Here, some recent advances you might want to bring up during your doctor's office visit if you decide to explore in vitro fertilization (IVF). While an increasing number of insurance companies are covering IVF procedures, it's a good idea to check with your provider beforehand to see what you'll have to pay for out of pocket.
Improved fertility drugs
Menopur, a newly approved drug that stimulates the production of eggs, may boost pregnancy rates by about 50 percent compared to existing meds, finds a European study released last year. Shots cost an average of $2,000 per cycle, which is comparable to the cost of other fertility drugs.
But there are some downsides. Menopur can increase the risk of multiple births, and it can cause bloating, headaches, and ovarian hyperstimulation (which could result in a missed cycle, pain, and bleeding).
Lowered risk of twins or triplets
Multiple births don't just mean there's a minivan in your future. Carrying more than one child increases health risks—such as pregnancy hypertension or gestational diabetes for you and prematurity for your babies.

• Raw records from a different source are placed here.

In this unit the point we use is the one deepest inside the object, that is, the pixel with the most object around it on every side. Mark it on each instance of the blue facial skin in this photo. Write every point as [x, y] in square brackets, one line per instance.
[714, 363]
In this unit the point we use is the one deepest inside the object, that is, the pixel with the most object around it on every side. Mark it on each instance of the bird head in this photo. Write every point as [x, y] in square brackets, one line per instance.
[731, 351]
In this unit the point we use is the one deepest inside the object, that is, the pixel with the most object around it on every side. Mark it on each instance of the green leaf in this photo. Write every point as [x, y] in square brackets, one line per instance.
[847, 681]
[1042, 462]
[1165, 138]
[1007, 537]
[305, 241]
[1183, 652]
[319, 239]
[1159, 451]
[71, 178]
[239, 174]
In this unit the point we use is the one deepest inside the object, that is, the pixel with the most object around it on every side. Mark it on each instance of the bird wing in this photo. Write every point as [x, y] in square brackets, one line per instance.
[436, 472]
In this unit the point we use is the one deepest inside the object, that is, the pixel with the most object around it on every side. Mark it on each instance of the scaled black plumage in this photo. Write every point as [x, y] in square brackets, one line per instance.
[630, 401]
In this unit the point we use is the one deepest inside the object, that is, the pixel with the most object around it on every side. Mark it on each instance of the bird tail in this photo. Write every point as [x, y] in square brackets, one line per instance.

New advances—including the discovery of a telltale genetic marker in the fluid surrounding an embryo, and the ability to increase incubation periods for embryos—make it easier to spot the hardiest ones. As a result, doctors can implant just one per cycle with more confidence. That technique is called single-embryo transfer (SET), and studies show that pregnancy success is nearly as high as with multiple implantations. As part of a backup plan, any healthy leftover embryos can be frozen in case they're needed in another cycle.
Genetic disease testing
Preimplantation genetic diagnosis (PGD) can help couples who are at risk of hereditary disorders have healthy babies. One cell from an embryo is screened for more than 50 genetic and chromosomal abnormalities, such as Down syndrome, Tay-Sachs disease, cystic fibrosis, Huntington's disease, and sickle-cell anemia. Costs for the procedure can run high; they start at around $2,500.
Because the test itself can, in rare cases, harm a developing embryo, it's not for everyone. But it's strongly recommended for people with inherited or gender-linked genetic defects (like Duchenne muscular dystrophy), for women who have had multiple failed IVF attempts or miscarriages (which is often the result of a genetic disorder), and for women who are nearing or older than 40.
The chance to choose your child's sex
PGD techniques can also be used to determine an embryo's gender with almost 100 percent accuracy. It's expensive—adding $2,000 or more per cycle to test dozens of embryos—and ethically murky. IVF clinics offering the technique note that many of their patients who already have children choose it to balance the boy-girl ratio. But the American Society for Reproductive Medicine discourages it except for couples with gender-linked genetic disorders.